Ünlü Şef Eyüp Kemal Sevinç, Priamos’un konsepti ile ilgili yapmış olduğu bilgilendirmede, “Büyük Truva Otel Çanakkale’nin en eski otellerinden bir tanesi. Buranın hem geleneksel hem de yenilikçi yüzü. Bu otelde hatırası olmayan yoktur diye düşünüyorum. Kiminin nişanı, kiminin düğünü, kiminin hatırası var. Ben uzun yıllardır bu bölgeye geliyorum. Son 4 aydır daha sık gelip, gidiyorum.
“Truva’nın son kralı Priamos’un ismini, restoranımızın ismi olarak belirledik”

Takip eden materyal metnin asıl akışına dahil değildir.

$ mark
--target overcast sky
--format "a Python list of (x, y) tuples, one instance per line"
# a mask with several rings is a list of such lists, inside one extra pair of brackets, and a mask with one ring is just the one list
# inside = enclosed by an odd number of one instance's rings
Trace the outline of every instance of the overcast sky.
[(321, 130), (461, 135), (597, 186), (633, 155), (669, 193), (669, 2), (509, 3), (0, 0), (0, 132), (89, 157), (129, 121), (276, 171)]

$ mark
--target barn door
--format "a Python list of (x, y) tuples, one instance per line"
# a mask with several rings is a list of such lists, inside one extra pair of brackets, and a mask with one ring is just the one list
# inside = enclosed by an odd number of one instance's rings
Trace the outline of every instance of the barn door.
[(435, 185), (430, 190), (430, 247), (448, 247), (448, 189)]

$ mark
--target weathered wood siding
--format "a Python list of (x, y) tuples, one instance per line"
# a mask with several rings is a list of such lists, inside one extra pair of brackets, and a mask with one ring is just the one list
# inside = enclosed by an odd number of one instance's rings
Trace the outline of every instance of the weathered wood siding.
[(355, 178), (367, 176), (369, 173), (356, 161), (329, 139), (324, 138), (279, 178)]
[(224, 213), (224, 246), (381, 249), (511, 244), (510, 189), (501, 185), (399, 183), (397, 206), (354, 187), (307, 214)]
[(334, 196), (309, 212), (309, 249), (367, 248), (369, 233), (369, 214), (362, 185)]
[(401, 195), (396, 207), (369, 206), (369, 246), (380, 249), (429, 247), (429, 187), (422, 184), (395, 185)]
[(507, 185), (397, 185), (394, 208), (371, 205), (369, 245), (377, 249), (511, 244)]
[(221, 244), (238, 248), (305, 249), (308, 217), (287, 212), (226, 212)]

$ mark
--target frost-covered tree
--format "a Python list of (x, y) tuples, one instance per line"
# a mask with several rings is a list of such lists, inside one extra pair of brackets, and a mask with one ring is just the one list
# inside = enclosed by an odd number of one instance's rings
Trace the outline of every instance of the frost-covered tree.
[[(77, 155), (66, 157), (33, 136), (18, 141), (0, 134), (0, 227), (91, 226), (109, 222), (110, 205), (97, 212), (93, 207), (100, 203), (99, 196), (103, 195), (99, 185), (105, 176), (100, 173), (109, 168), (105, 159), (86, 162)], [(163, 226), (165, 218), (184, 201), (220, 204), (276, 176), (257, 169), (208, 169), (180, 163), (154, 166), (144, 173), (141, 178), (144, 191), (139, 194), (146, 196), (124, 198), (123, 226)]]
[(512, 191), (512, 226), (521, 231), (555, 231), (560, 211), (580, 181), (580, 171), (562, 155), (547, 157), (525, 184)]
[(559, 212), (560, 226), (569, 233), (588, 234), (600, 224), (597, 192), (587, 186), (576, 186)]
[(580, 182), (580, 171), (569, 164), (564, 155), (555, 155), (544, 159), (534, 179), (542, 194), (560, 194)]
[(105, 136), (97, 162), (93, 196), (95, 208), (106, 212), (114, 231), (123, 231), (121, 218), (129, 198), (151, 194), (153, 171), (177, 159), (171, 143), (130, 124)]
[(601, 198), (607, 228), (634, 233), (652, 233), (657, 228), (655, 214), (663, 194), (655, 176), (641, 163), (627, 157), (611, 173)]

Büyük Truva Oteli ile bir işbirliğine başladık. İlk önce restoranımızın yüzünü değiştirdik. Evet, otelimiz geleneksel bir yüz bizler de bir konsept çalışması yaptık. Gastronomi ile ilgili fikirlerimi aktardım. Yönetim ile birlikte yeni bir restoran oluşturalım fikri doğru. Uzun uğraşlar ve beyin fırtınaları sonucunda, Truva’nın son kralı Priamos’un ismini, restoranımızın ismi olarak belirledik.
“Bölgenin coğrafi koşulları ve yine tarihi ile birleştirdik”
Bunu belirlerken de bölgenin coğrafi koşulları ve yine tarihi ile birleştirdik. Otelin ismi Truva olduğu için restoranımızın ismi de Truva tarihi ile doğrudan ilgili olsun istedik.
“İlçelerimizdeki kooperatifleri ve üretimleri menümüzde değerlendirdik”
Coğrafya bizim için çok önemli. Tüm dünyada gastronomi biraz daha gelenekselleşmeye ve yerelleşmeye başladı. Son 10 yıldır birçok ünlü restoran kendi coğrafyasındaki ürünlerden menülerini oluşturuyor. Bu lezzeti ve tazeliği de beraberinde getiriyor. Bizde buradan yola çıkarak, kendi coğrafyamızda bulunan üreticilerle iletişime geçtik. Tohum Takas Şenliği’ne katıldık. Ziyaretler ve incelemeler yaptık. İlçelerimizdeki kooperatifleri ve üretimleri menümüzde değerlendirdik.
“Kahvaltı ürünlerimizi çevremizdeki üreticilerden alıyoruz”
Kahvaltı ürünlerimizi çevremizdeki üreticilerden alıyoruz. Priamos serpme kahvaltıya başladık. Özellikle serpme kahvaltı hafta sonları yoğun ilgi görüyor. Dünya mutfaklarından lezzetler de sunacağız.
“Konseptimizin özü ve teması yerelliktir”
Çanakkale’nin coğrafyasında yetişen ürünlerden oluşan mezeler, akşam yemeğimizde olacak. Ustalarımızla işbirliği yaparak, herkes kendi alanında hizmet veriyor. Misal Aydın ustamız balık konusunda çok iyi. Konseptimizin özü ve teması yerelliktir. Yerel ürünlere ağırlık veriyoruz” ifadelerini kullandı.